Sang Petarung

andra fedya
Chapter #2

2. AYAH

Sementara Ibu menetap bersamaku di Bandung, Ayah tetap harus tinggal di Jakarta untuk bekerja. Karena kami tak lagi punya rumah, kini Ayah harus menyewa sebuah kamar di bangunan indekos tiga lantai di daerah Jakarta Barat, dekat dengan kantornya. Kamar yang jajaran paling atas dihargai sangat murah karena suatu tragedi terjadi di situ. Tetangga kos Ayah di sana yang bercerita, katanya pernah ada seorang karyawan pabrik onderdil depresi ditemukan tewas gantung diri di areal jemuran yang letaknya persis di depan kamar ayahku. Ketika diturunkan, mayatnya sudah berwarna gelap dan terdapat kotoran berceceran di lantai sekitar ia tergantung.

Tapi tampaknya ayahku tidak khawatir harus menempati kamar yang jendelanya menghadap langsung ke TKP, karena katanya, yang hidup lebih membuatnya tertekan dibanding yang mati. Yang dimaksud ayahku adalah atasannya di kantor, bukan aku tentunya. Berhubung ayahku adalah pencari nafkah utama, ia harus rela tetap banting tulang ketika ibuku fokus mengurus kesehatanku.

Meski tidak pernah mengatakannya, aku tahu ayahku kesepian dan tidak bahagia di tempat kosnya yang kecil, suram dan penuh jejak tragedi itu. Aku juga tahu kalau ayahku sering merindukan ibuku. Pada suatu malam, aku pernah tak sengaja mendengar suara Ibu berbicara di telepon dengan Ayah, menyatakan kerinduan, saling menabahkan dan menguatkan. Ada aku di tengah doa mereka. Selalu aku ....

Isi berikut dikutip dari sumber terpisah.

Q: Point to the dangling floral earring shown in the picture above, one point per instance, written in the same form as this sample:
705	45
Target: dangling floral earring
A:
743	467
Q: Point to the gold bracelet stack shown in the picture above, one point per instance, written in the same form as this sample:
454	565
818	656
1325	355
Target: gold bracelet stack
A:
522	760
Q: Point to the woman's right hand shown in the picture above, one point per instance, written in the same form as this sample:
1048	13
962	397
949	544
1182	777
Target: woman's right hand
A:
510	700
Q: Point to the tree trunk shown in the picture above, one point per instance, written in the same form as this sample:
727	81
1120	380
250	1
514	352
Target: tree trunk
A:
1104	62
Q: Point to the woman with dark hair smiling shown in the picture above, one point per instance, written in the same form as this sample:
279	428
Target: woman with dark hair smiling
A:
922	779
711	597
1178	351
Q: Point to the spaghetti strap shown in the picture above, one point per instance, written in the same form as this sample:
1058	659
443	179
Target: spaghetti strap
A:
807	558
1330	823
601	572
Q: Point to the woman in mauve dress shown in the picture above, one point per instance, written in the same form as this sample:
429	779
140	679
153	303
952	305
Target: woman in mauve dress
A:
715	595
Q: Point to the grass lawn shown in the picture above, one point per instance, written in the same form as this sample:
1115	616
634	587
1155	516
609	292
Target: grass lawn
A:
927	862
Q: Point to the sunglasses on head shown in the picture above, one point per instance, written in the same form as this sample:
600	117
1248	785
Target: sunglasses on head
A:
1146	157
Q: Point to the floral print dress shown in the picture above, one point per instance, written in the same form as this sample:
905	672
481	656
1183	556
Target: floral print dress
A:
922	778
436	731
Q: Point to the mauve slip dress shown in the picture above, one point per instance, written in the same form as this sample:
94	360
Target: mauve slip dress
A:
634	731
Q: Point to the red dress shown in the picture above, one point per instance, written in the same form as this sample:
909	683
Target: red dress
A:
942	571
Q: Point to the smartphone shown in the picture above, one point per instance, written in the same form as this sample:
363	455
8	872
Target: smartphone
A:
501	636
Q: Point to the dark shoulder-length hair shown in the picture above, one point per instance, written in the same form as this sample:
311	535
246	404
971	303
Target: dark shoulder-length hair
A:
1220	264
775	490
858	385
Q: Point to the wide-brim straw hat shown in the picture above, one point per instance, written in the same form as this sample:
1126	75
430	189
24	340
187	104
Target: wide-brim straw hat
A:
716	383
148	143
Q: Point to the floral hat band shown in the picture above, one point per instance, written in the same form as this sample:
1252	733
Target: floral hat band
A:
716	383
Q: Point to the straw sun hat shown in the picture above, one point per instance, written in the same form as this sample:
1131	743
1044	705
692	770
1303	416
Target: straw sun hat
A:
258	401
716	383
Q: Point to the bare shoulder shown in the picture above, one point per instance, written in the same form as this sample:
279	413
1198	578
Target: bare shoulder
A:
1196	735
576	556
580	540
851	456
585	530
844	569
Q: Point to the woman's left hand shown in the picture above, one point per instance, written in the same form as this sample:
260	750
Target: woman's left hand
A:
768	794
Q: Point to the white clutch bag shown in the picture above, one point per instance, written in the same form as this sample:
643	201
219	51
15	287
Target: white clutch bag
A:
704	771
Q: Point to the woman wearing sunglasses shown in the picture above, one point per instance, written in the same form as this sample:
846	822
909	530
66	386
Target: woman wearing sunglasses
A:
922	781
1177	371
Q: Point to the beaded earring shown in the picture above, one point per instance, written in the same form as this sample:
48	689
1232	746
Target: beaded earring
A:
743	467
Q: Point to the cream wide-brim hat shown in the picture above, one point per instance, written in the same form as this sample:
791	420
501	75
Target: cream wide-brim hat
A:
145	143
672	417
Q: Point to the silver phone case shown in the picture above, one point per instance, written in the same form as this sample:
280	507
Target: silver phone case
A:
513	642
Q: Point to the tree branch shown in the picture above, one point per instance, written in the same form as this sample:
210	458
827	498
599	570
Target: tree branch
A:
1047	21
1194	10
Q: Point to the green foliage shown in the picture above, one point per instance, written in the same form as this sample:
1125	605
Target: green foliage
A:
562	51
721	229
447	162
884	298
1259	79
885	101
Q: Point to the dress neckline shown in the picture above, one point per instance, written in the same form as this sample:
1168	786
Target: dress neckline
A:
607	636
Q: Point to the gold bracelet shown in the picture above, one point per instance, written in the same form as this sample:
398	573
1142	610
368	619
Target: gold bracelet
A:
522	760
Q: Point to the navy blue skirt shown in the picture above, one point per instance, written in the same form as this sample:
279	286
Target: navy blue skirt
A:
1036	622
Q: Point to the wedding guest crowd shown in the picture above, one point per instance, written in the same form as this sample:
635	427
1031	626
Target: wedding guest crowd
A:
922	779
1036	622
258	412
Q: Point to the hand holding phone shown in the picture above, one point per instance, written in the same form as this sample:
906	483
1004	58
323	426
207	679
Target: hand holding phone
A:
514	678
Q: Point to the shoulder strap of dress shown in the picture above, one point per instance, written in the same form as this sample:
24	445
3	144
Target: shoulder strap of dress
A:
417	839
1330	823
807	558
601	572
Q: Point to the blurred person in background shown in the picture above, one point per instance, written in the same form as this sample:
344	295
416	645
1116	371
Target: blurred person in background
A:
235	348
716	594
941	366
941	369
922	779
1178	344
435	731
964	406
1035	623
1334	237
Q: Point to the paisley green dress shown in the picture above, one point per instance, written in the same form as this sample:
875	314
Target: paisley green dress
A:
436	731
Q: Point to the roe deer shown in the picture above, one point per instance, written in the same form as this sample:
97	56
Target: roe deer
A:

Ayah menemui kami satu bulan sekali. Kalau Ayah datang, oleh-olehnya selalu sama. Seloyang pizza dari restoran favorit kami dulu. Aku menghabiskan tiga potong pizza tanpa merasa kekenyangan. Pizza adalah makanan langka untuk keluarga kami. Di kursinya, kudapati ayahku tersenyum, senang mendapati aku makan begitu lahap.

Dengan pizza menjadi pusatnya, kami bertiga masih betah mengobrol sepanjang malam, membicarakan hal-hal sepele dan standar. Seolah-olah kami masih tinggal bersama, tak pernah dipisahkan 200 kilometer jarak Jakarta-Bandung, dan rentang sebulan lamanya.

Ketika Ibu dan ayahku terlibat pembicaraan yang menyangkut urusan orang dewasa, aku memutuskan menyingkir, menyeret diri menuju sofa di ruang televisi. Sementara ibuku memegang alih pembicaraan, aku bisa memerhatikan kalau ayahku tampak semakin tua dan kusam setiap kali ia mengunjungi kami. Seolah-olah hidupnya di Jakarta betul-betul mematikan syaraf-syarat bahagianya dan menuakannya dalam periode cepat. Seolah-olah ada bagian jiwanya yang dimatikan di sana dan dipaksa hidup dengan baterai soak di sini.